O tempo seco que marcou o mês de abril em Guarapuava e região, já evidencia seus desdobramentos na agricultura. De acordo com a Secretaria de Agricultura e Abastecimento (SEAB), que atende os 12 municípios da região central do Estado, mesmo que os números ainda não sejam concretos, tendo em vista que as colheitas não foram encerradas, a percepção e constatação de quebra já é notória.

No que se refere a produção de grãos, o técnico do Departamento de Economia Rural (Deral) do Núcleo Regional de Guarapuava, Dirlei Antonio Manfio, reiterou a constatação de um cenário de prejuízo maior nas culturas de feijão e de milho da segunda safra.

Ainda de acordo com Manfio, mesmo sem números consolidados, os agricultores estão apreensivos com os resultados, considerando o período climático desfavorável dos últimos 40 dias.
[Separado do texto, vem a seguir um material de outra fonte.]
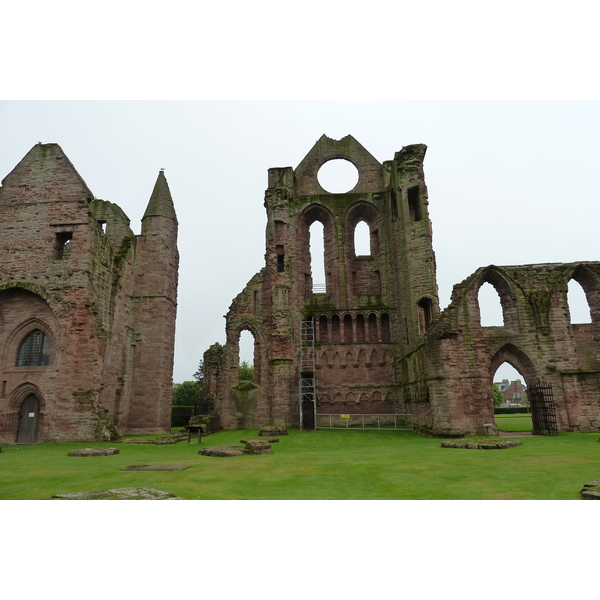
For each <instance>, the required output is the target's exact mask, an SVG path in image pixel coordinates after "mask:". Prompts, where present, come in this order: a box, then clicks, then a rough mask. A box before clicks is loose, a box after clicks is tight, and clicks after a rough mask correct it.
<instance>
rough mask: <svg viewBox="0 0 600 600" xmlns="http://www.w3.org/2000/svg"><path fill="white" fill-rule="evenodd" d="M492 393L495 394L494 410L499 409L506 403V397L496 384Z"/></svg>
mask: <svg viewBox="0 0 600 600" xmlns="http://www.w3.org/2000/svg"><path fill="white" fill-rule="evenodd" d="M492 392H493V394H494V408H498V407H499V406H500V405H501V404H502V403H503V402H504V396H503V395H502V392H501V391H500V388H499V387H498V386H497V385H496V384H495V383H494V384H493V385H492Z"/></svg>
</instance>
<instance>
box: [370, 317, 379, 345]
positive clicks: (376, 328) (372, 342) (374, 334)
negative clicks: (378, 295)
mask: <svg viewBox="0 0 600 600" xmlns="http://www.w3.org/2000/svg"><path fill="white" fill-rule="evenodd" d="M368 322H369V341H370V342H372V343H377V337H378V336H377V315H376V314H375V313H371V314H370V315H369V319H368Z"/></svg>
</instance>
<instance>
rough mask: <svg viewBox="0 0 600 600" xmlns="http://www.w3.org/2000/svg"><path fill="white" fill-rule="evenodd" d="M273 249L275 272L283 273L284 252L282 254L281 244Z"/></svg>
mask: <svg viewBox="0 0 600 600" xmlns="http://www.w3.org/2000/svg"><path fill="white" fill-rule="evenodd" d="M275 250H276V252H277V272H278V273H283V272H284V270H285V267H284V262H283V259H284V254H283V246H276V247H275Z"/></svg>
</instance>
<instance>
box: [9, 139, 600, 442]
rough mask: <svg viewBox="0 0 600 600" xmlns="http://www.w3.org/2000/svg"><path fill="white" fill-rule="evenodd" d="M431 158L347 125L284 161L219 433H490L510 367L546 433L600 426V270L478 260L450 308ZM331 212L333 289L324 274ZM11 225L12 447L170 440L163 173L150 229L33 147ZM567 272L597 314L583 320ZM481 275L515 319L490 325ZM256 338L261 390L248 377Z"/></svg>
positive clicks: (64, 167) (216, 346)
mask: <svg viewBox="0 0 600 600" xmlns="http://www.w3.org/2000/svg"><path fill="white" fill-rule="evenodd" d="M425 152H426V147H425V146H424V145H421V144H418V145H412V146H406V147H404V148H403V149H402V150H401V151H399V152H397V153H396V154H395V156H394V158H393V159H392V160H389V161H386V162H384V163H383V164H381V163H379V162H378V161H377V160H376V159H375V158H374V157H373V156H372V155H371V154H369V152H368V151H367V150H366V149H365V148H363V147H362V146H361V145H360V144H359V143H358V142H357V141H356V140H355V139H354V138H352V137H351V136H347V137H345V138H343V139H341V140H333V139H330V138H328V137H326V136H323V137H321V139H320V140H319V141H318V142H317V143H316V144H315V146H314V147H313V148H312V149H311V150H310V152H309V153H308V154H307V155H306V157H305V158H304V159H303V160H302V161H301V163H300V164H299V165H298V166H297V167H296V168H295V169H293V168H292V167H285V168H274V169H270V170H269V175H268V189H267V191H266V194H265V200H264V206H265V208H266V211H267V229H266V253H265V266H264V268H263V269H261V271H260V272H259V273H257V274H256V275H255V276H254V277H252V279H250V281H249V282H248V284H247V285H246V287H245V288H244V289H243V290H242V292H241V293H240V294H239V295H238V296H237V297H236V298H235V299H234V300H233V303H232V305H231V307H230V309H229V312H228V314H227V315H226V344H225V345H224V346H220V345H218V344H216V345H215V346H213V347H211V348H210V349H209V350H208V351H207V352H206V353H205V354H204V387H203V392H204V394H205V399H206V400H208V401H210V403H212V406H213V412H214V416H215V418H218V421H219V422H220V426H221V427H223V428H226V429H235V428H258V427H266V426H271V425H275V426H284V427H301V428H303V429H313V428H315V427H319V426H320V423H322V422H324V421H326V420H327V419H328V418H329V419H331V418H333V417H335V418H336V419H339V418H342V417H345V418H354V417H356V416H357V415H358V416H361V415H362V416H363V417H364V416H366V415H369V416H370V417H373V418H378V419H379V417H386V418H389V417H390V416H392V417H393V418H396V416H398V415H409V416H410V420H411V422H412V424H413V425H414V428H415V430H416V431H419V432H420V433H423V434H425V435H438V436H463V435H474V434H476V435H481V434H495V433H497V428H496V425H495V421H494V409H493V401H492V389H491V387H492V377H493V376H494V373H495V371H496V369H497V368H498V367H499V366H500V365H501V364H502V363H504V362H508V363H510V364H512V365H513V366H514V367H515V368H516V369H517V370H518V371H520V373H521V374H522V375H523V377H524V379H525V382H526V384H527V388H528V395H531V409H532V414H533V420H534V424H535V423H536V422H538V423H541V422H544V423H546V425H544V426H546V427H548V428H549V429H548V430H550V429H552V428H553V430H554V431H584V432H591V431H599V430H600V351H599V348H600V347H599V344H600V263H598V262H581V263H572V264H541V265H525V266H510V267H497V266H493V265H491V266H488V267H482V268H480V269H478V270H477V271H476V272H475V273H473V274H472V275H470V276H468V277H467V278H466V279H465V280H464V281H463V282H461V283H460V284H458V285H456V286H454V290H453V293H452V298H451V302H450V304H449V306H448V307H447V308H446V309H444V310H443V311H440V307H439V298H438V288H437V283H436V267H435V256H434V252H433V246H432V229H431V222H430V219H429V211H428V195H427V188H426V185H425V179H424V173H423V161H424V157H425ZM335 159H342V160H346V161H349V162H350V163H352V164H353V165H354V166H355V167H356V169H357V171H358V182H357V184H356V185H355V186H354V188H353V189H351V190H350V191H348V192H345V193H330V192H327V191H326V190H325V189H323V187H321V185H320V183H319V180H318V173H319V170H320V168H321V167H322V166H323V165H324V164H325V163H327V162H328V161H331V160H335ZM316 222H319V223H320V224H321V225H322V227H323V247H324V252H323V254H324V267H325V268H324V281H317V280H315V278H314V273H313V266H314V260H313V257H312V256H311V252H313V253H314V252H315V248H316V245H315V244H312V243H311V235H312V233H311V226H312V225H313V224H314V223H316ZM359 226H361V227H363V229H364V228H367V229H368V234H367V237H368V240H369V250H368V252H366V253H360V252H357V249H356V247H355V232H356V231H357V229H358V227H359ZM0 233H1V237H0V246H1V249H0V375H1V377H0V382H1V387H0V442H6V443H14V442H15V441H16V442H17V443H32V442H35V441H71V440H93V439H95V440H108V439H113V438H114V437H116V436H117V435H119V434H124V433H136V432H165V431H168V430H169V427H170V418H171V397H172V389H171V384H172V380H171V377H172V368H173V351H174V334H175V316H176V302H177V278H178V275H177V273H178V262H179V256H178V251H177V217H176V214H175V210H174V206H173V200H172V198H171V194H170V192H169V187H168V185H167V181H166V179H165V176H164V173H162V172H160V173H159V175H158V179H157V181H156V184H155V186H154V190H153V192H152V194H151V197H150V200H149V202H148V205H147V208H146V212H145V214H144V217H143V219H142V228H141V234H140V235H135V234H134V233H133V232H132V230H131V229H130V227H129V219H128V218H127V217H126V215H125V214H124V213H123V211H122V210H121V209H120V208H119V207H118V206H116V205H115V204H112V203H111V202H108V201H104V200H100V199H97V198H95V197H94V195H93V194H92V192H91V191H90V190H89V188H88V187H87V185H86V184H85V182H84V181H83V179H82V178H81V177H80V176H79V174H78V173H77V171H76V170H75V168H74V167H73V165H72V164H71V163H70V161H69V159H68V158H67V157H66V156H65V154H64V153H63V151H62V150H61V148H60V147H59V146H58V145H57V144H38V145H36V146H34V148H32V149H31V151H30V152H29V153H28V154H27V155H26V156H25V157H24V158H23V160H22V161H21V162H20V163H19V164H18V165H17V166H16V167H15V169H14V170H13V171H12V172H11V173H10V174H9V175H7V177H6V178H5V179H4V180H3V181H2V186H1V187H0ZM570 280H575V281H577V282H578V283H579V284H580V285H581V286H582V288H583V290H584V291H585V294H586V297H587V301H588V305H589V307H590V315H591V323H587V324H574V323H572V322H571V317H570V312H569V306H568V301H567V285H568V283H569V281H570ZM484 283H489V284H491V285H492V286H493V287H494V288H495V289H496V291H497V292H498V296H499V299H500V303H501V305H502V312H503V321H504V324H503V325H502V326H496V327H483V326H482V325H481V320H480V308H479V301H478V293H479V290H480V288H481V286H482V285H483V284H484ZM320 284H322V285H320ZM243 331H249V332H251V334H252V336H253V337H254V370H255V371H254V381H253V382H250V381H240V379H239V339H240V334H241V333H242V332H243ZM548 407H551V409H552V410H551V412H552V415H551V416H552V420H551V421H552V422H551V423H550V421H549V420H546V421H544V419H547V418H548V419H549V418H550V417H548V414H546V413H547V412H548V410H549V409H548ZM548 423H550V425H552V427H550V425H549V424H548Z"/></svg>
Em entrevista o meteorologista do Sistema Meteorológico do Paraná, Samuel Braun, a ocorrência prolongado de massas quentes e secas na região reporta-se as condições de um fenômeno denominado veranico, muito comum em meses do outono e do inverno.
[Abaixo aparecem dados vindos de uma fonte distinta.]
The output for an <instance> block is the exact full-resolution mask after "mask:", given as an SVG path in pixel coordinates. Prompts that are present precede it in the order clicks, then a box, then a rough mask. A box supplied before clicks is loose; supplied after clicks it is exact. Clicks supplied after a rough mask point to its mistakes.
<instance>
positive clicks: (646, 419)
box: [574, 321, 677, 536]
O registro de chuva de 32 mm no mês de abril, em Guarapuava foi significativamente menor – a média histórica mensal deste período é de 130 mm – do que o esperado. Além disso, segundo Manfio, esse número representa chuva localizada e não supre o déficit hídrico, afetando a produção regional.
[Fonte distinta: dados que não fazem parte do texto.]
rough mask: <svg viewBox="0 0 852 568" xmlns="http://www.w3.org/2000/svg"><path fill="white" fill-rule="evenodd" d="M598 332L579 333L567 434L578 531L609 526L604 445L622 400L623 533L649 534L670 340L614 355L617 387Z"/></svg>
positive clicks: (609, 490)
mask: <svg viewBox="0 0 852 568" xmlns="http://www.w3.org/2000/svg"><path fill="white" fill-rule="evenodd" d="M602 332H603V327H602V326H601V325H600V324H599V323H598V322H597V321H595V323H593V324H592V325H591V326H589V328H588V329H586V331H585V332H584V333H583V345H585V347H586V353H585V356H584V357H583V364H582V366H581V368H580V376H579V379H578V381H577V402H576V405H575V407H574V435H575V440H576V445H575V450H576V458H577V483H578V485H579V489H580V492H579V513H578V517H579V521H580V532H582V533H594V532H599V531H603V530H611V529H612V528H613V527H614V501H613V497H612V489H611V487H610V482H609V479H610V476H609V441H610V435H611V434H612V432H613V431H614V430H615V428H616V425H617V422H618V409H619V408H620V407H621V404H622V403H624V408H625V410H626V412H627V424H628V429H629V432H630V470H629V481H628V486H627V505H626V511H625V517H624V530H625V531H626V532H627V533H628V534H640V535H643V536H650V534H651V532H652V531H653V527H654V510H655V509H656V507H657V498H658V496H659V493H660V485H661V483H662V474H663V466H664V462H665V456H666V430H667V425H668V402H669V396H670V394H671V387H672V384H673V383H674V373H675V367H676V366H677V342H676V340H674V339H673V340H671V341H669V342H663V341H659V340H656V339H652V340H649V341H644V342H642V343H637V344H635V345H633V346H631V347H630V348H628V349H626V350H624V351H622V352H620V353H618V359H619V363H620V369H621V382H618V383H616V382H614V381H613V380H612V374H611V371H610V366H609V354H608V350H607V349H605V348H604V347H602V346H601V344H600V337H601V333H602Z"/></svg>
“Tivemos o registro de pouca chuva nos últimos 40 dias e ainda, essa pequena ocorrência foi bastante localizada. Se tivéssemos uma ocorrência de chuva em maior volume, poderíamos ter alterações nesse cenário. E a angústia dos agricultores com os desdobramentos se intensifica a partir da ciência de que, mesmo que chova nos próximos dias, os danos já são irreversíveis para essa safra”, declarou.

Segundo o técnico do Deral, até o momento, aproximadamente, 30% do feijão da segunda safra foi colhido na região. A expectativa de produtividade inicial de 30 sacas por hectares apresentou uma queda expressiva. “Essa queda significativa só tende a aumentar, à medida que se avança nas colheitas, podendo perder até mais da metade da produção esperada”. Vale destacar que, no núcleo regional de Guarapuava, está incluído o município de Prudentópolis, um dos maiores produtores de feijão do Estado.

No que se refere a colheita do milho, Manfio pondera sobre possíveis destinos para os agricultores. “Possivelmente, o milho, em sua maioria, terá de ser usado para silagem, considerando que a expectativa de produção de grão não é viável. Para aqueles que plantaram em maiores proporções, o único seria realizar a colheita com baixa produtividade”.

Ainda como consequência, a seca de abril prejudica a produção de pastagens nas propriedades rurais. Sem chuva, o empobrecimento nutricional do pasto é evidenciado e a bovinocultura entra no quadro de prejudicados pelas condições climáticas. “Trata-se de um ciclo em que diversos segmentos do nosso setor acabam sendo afetados por fatores que fogem do nosso alcance”, ponderou. Além disso, os produtores não conseguem realizar também a semeadura de aveia e azevém, os quais servem para o pastoreio no inverno.